Paolo scrive alla chiesa di Corinto per una serie di motivi. Si rende conto che la chiesa di Corinto è divisa e spiega che anche se lui stesso e alcuni discepoli avevano contribuito a iniziare la chiesa, la chiesa era veramente guidata da Cristo Gesù stesso. "Io ho piantato il seme, Apollo lo ha annaffiato, ma Dio lo sta facendo crescere". (TNIV)

Paolo rimprovera i membri della chiesa lì per l'immoralità sessuale e chiede che queste persone immorali siano buttate fuori dalla chiesa.

Egli dà istruzioni per il matrimonio, contro l'adorazione di idoli senza valore (idolatria), per i doni spirituali come la profezia.
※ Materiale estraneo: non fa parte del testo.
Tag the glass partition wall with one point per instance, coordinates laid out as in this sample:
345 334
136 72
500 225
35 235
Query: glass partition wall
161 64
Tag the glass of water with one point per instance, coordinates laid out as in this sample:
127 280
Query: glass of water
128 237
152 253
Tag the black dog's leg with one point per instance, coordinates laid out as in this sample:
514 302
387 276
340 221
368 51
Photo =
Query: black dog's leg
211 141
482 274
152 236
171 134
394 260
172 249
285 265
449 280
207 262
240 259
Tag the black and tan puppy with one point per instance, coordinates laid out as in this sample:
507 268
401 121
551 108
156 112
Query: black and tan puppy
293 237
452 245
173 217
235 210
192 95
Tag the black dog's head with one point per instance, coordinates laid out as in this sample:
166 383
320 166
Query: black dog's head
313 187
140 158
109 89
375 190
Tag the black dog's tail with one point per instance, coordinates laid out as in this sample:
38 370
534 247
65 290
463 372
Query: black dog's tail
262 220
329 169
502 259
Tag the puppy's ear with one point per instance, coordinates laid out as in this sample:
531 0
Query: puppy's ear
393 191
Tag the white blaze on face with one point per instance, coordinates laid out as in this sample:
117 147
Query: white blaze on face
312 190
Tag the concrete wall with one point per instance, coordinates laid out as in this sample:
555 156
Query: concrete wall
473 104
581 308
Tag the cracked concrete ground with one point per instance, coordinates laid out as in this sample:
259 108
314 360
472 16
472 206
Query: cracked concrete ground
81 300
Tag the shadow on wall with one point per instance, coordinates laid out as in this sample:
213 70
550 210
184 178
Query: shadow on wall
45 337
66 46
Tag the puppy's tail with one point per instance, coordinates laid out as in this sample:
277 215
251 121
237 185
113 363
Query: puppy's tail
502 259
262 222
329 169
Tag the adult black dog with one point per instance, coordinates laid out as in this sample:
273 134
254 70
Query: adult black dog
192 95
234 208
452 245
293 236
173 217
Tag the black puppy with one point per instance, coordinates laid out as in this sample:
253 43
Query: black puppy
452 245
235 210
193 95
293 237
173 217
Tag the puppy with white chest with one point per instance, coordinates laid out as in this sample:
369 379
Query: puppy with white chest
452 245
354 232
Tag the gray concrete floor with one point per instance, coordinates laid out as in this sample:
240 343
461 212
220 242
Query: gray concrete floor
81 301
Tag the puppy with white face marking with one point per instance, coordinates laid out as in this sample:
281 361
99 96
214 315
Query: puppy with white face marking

Paolo loda la via superiore dell'amore ed esorta la chiesa ad essere unita.

Alla fine, Paolo afferma che la resurrezione di Cristo è vera. Lo sostiene con le testimonianze di "più di cinquecento fratelli e sorelle" ed è proprio questa verità che rende certi che i credenti avranno la vita eterna.

Infine Paolo racconta dei suoi piani per visitare i Corinzi, e che Timoteo, il suo collaboratore, verrà molto presto nella loro chiesa.